The easement includes exceptional terms to keep the farm in agricultural use and to protect high-value ecological areas, rare shoreline species, and mature forests. Easement terms allow future public access on the planned River Elf Trail to the Royal River.
With 75 acres of Maine’s best agricultural soils and 33 acres of open fields, the conservation easement includes an Option to Purchase at Agricultural Value which is designed to keep the rich, productive farmland accessible to working farmers in the future. If the property were under contract to be sold to a nonfarmer buyer outside the seller’s family, MFT – in consultation with RRCT – holds the right to purchase the farm and resell it at agricultural value to a farmer.

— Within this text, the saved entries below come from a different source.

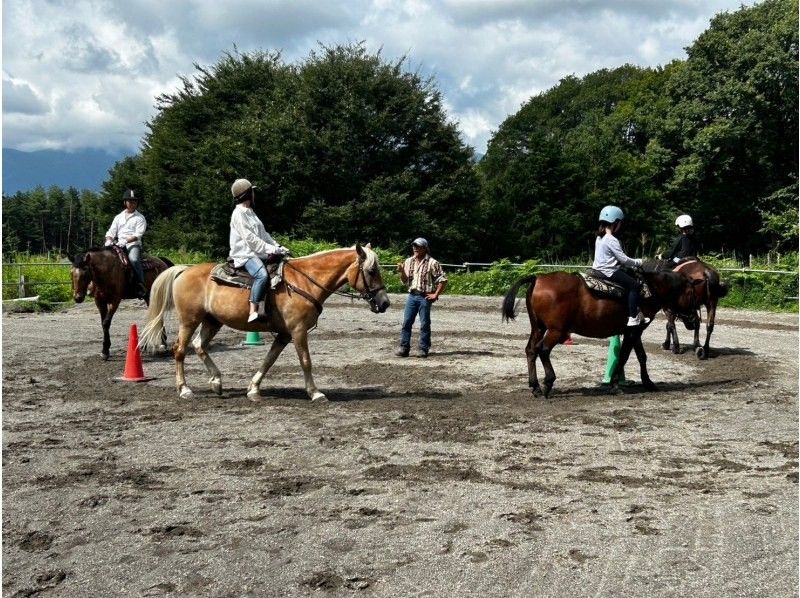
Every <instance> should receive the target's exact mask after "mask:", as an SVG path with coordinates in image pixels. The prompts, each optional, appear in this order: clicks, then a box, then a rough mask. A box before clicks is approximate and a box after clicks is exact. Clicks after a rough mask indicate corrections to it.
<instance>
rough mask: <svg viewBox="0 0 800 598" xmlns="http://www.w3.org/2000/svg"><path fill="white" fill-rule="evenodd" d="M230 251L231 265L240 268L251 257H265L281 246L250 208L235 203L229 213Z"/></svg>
mask: <svg viewBox="0 0 800 598" xmlns="http://www.w3.org/2000/svg"><path fill="white" fill-rule="evenodd" d="M230 244H231V252H230V254H229V256H228V257H229V258H230V259H232V260H233V265H234V266H235V267H237V268H241V267H242V266H243V265H244V263H245V262H246V261H247V260H249V259H250V258H251V257H258V258H262V259H263V258H266V257H269V256H270V255H273V254H275V253H279V252H280V249H281V246H280V245H279V244H278V242H277V241H276V240H275V239H273V238H272V236H271V235H270V234H269V233H268V232H267V229H265V228H264V225H263V224H262V222H261V219H260V218H259V217H258V216H256V213H255V212H254V211H253V209H252V208H246V207H244V206H243V205H242V204H237V205H236V207H235V208H233V213H232V214H231V234H230Z"/></svg>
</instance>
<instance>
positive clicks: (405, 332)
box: [400, 293, 431, 353]
mask: <svg viewBox="0 0 800 598" xmlns="http://www.w3.org/2000/svg"><path fill="white" fill-rule="evenodd" d="M417 314H419V348H420V349H422V350H423V351H425V352H426V353H427V352H428V350H429V349H430V348H431V302H430V301H428V300H427V299H425V295H412V294H411V293H409V294H408V298H407V299H406V308H405V311H404V312H403V328H402V330H401V331H400V346H401V347H405V348H409V347H410V346H411V327H412V326H413V325H414V320H415V319H416V318H417Z"/></svg>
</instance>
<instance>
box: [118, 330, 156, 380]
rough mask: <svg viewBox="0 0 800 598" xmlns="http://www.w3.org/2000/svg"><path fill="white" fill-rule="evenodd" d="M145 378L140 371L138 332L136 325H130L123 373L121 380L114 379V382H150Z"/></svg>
mask: <svg viewBox="0 0 800 598" xmlns="http://www.w3.org/2000/svg"><path fill="white" fill-rule="evenodd" d="M152 379H153V378H146V377H145V375H144V370H143V369H142V354H141V353H139V331H138V330H137V329H136V324H131V333H130V335H129V337H128V354H127V355H126V356H125V373H124V374H122V377H121V378H114V380H115V381H116V382H144V381H145V380H152Z"/></svg>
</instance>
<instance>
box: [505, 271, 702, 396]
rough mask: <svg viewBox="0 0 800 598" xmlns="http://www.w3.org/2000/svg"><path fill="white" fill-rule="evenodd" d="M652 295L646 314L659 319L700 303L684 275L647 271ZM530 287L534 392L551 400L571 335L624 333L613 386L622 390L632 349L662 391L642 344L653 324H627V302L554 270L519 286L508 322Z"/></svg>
mask: <svg viewBox="0 0 800 598" xmlns="http://www.w3.org/2000/svg"><path fill="white" fill-rule="evenodd" d="M642 277H643V278H644V280H645V281H646V282H647V285H648V287H649V288H650V291H651V294H652V296H651V297H649V298H646V299H645V298H643V299H642V300H641V304H640V308H641V310H642V313H643V314H644V315H645V316H647V317H649V318H651V319H652V318H653V317H654V316H655V314H656V313H657V312H658V311H659V310H661V309H663V308H664V307H668V306H671V307H673V308H676V309H677V308H678V307H679V306H680V308H681V311H685V307H684V306H689V305H691V304H692V302H693V299H694V294H693V289H692V286H693V285H692V283H691V282H690V281H689V279H688V278H687V277H686V276H684V275H683V274H680V273H675V272H643V273H642ZM524 284H527V285H528V292H527V295H526V301H525V303H526V307H527V309H528V317H529V319H530V323H531V335H530V338H529V340H528V344H527V346H526V347H525V355H526V357H527V361H528V385H529V386H530V387H531V390H532V391H533V393H534V394H539V392H542V393H543V394H544V396H545V398H547V397H548V396H549V395H550V391H551V390H552V388H553V383H554V382H555V379H556V374H555V371H554V370H553V364H552V363H551V362H550V352H551V351H552V350H553V348H554V347H555V346H556V345H558V344H559V343H562V342H564V341H565V340H566V339H567V338H568V337H569V335H570V334H571V333H575V334H580V335H581V336H587V337H591V338H608V337H610V336H613V335H617V334H623V335H624V336H623V341H622V348H621V349H620V355H619V361H618V363H617V367H616V369H615V370H614V373H613V374H612V376H611V388H612V390H613V391H618V390H619V380H620V376H621V375H622V372H623V369H624V367H625V363H626V362H627V361H628V357H630V354H631V350H633V351H635V352H636V357H637V358H638V359H639V365H640V370H641V376H642V384H643V385H644V387H645V388H646V389H647V390H656V386H655V384H653V382H652V380H650V376H649V375H648V373H647V355H646V354H645V351H644V346H643V344H642V332H643V331H644V329H645V328H646V327H647V324H643V325H639V326H634V327H631V326H626V323H627V320H628V306H627V303H626V302H625V301H623V300H620V299H615V298H611V297H598V296H595V295H594V294H593V293H592V292H591V291H590V290H589V288H588V287H587V286H586V283H585V282H584V280H583V278H581V276H580V275H578V274H569V273H566V272H552V273H549V274H543V275H541V276H535V275H532V276H527V277H524V278H521V279H520V280H518V281H517V282H516V283H514V284H513V285H512V287H511V289H510V290H509V291H508V293H507V294H506V296H505V299H504V300H503V307H502V313H503V319H504V320H513V319H514V318H515V317H516V313H515V304H516V298H517V291H518V290H519V288H520V286H522V285H524ZM537 358H538V359H540V360H541V362H542V366H543V367H544V371H545V378H544V385H543V386H540V385H539V379H538V376H537V373H536V359H537Z"/></svg>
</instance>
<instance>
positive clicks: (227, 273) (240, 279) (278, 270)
mask: <svg viewBox="0 0 800 598" xmlns="http://www.w3.org/2000/svg"><path fill="white" fill-rule="evenodd" d="M264 263H265V265H266V267H267V274H268V275H269V278H270V288H272V289H273V290H274V289H276V288H278V285H279V284H281V283H282V282H283V260H281V261H280V262H276V263H267V262H264ZM210 276H211V280H213V281H214V282H216V283H217V284H222V285H226V286H232V287H241V288H244V289H251V288H253V277H252V276H251V275H250V273H249V272H248V271H247V270H245V269H244V268H236V267H235V266H234V265H233V261H232V260H228V261H227V262H223V263H221V264H217V265H216V266H214V268H213V269H212V270H211V275H210Z"/></svg>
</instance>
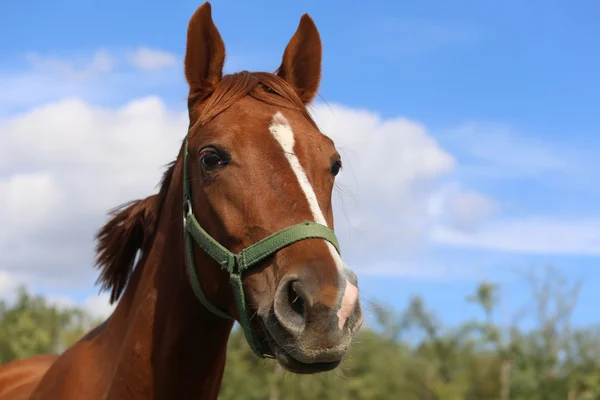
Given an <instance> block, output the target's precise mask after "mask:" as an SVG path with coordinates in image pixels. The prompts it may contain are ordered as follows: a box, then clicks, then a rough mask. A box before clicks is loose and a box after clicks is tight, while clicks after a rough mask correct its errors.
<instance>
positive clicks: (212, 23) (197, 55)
mask: <svg viewBox="0 0 600 400" xmlns="http://www.w3.org/2000/svg"><path fill="white" fill-rule="evenodd" d="M211 11H212V9H211V5H210V3H209V2H206V3H204V4H202V5H201V6H200V7H198V9H197V10H196V12H195V13H194V15H192V18H190V22H189V24H188V31H187V44H186V51H185V78H186V80H187V82H188V84H189V85H190V97H195V98H198V97H200V98H202V97H205V96H206V95H208V94H209V93H210V92H211V91H212V90H214V88H215V87H216V85H217V84H218V83H219V82H220V81H221V79H222V77H223V65H224V64H225V44H224V43H223V39H222V38H221V35H220V34H219V31H218V30H217V27H216V26H215V24H214V22H213V20H212V12H211Z"/></svg>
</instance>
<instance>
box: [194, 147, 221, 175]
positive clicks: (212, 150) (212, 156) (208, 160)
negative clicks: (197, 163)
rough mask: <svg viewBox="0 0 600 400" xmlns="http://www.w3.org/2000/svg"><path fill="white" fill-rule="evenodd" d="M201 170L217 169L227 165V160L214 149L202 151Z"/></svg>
mask: <svg viewBox="0 0 600 400" xmlns="http://www.w3.org/2000/svg"><path fill="white" fill-rule="evenodd" d="M200 157H201V162H202V168H204V170H207V171H210V170H213V169H215V168H217V167H220V166H224V165H227V163H228V161H227V159H226V158H225V157H224V156H223V155H221V154H220V153H219V152H218V151H217V150H215V149H204V150H203V151H202V152H201V153H200Z"/></svg>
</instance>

The River Elf Trail will allow public hiking and bank fishing access to a point on the Royal River. This stretch of river currently has public access only at road bridges. No public access to the parcel is allowed until the trail and off-road parking are built, with construction beginning in 2024 with likely completion in 2025. Public access will be on-trail only, respecting the working farm. The conservation easement and planned River Elf Trail fall within RRCT's four-town "hotspot" where Auburn, Durham, New Gloucester, and Pownal meet and represent another major conserved property in a critical upriver region. As the development of the watershed continues, and as sea-run fisheries may be restored by the removal of Yarmouth's dams, RRCT is accelerating its efforts to conserve and connect resilient lands, protect ecological integrity, mitigate the effects of climate change, and provide accessible respite for the region's growing population.
We are truly indebted to the generous vision of the landowners, and the Maine Farmland Trust -- both worked with us over several years. Just northwest of this conservation easement is a 239-acre private farm on Morgan Hill conserved by Maine Farmland Trust in 2023, and RRCT's new 67-acre Little Meadow Preserve also conserved in 2023.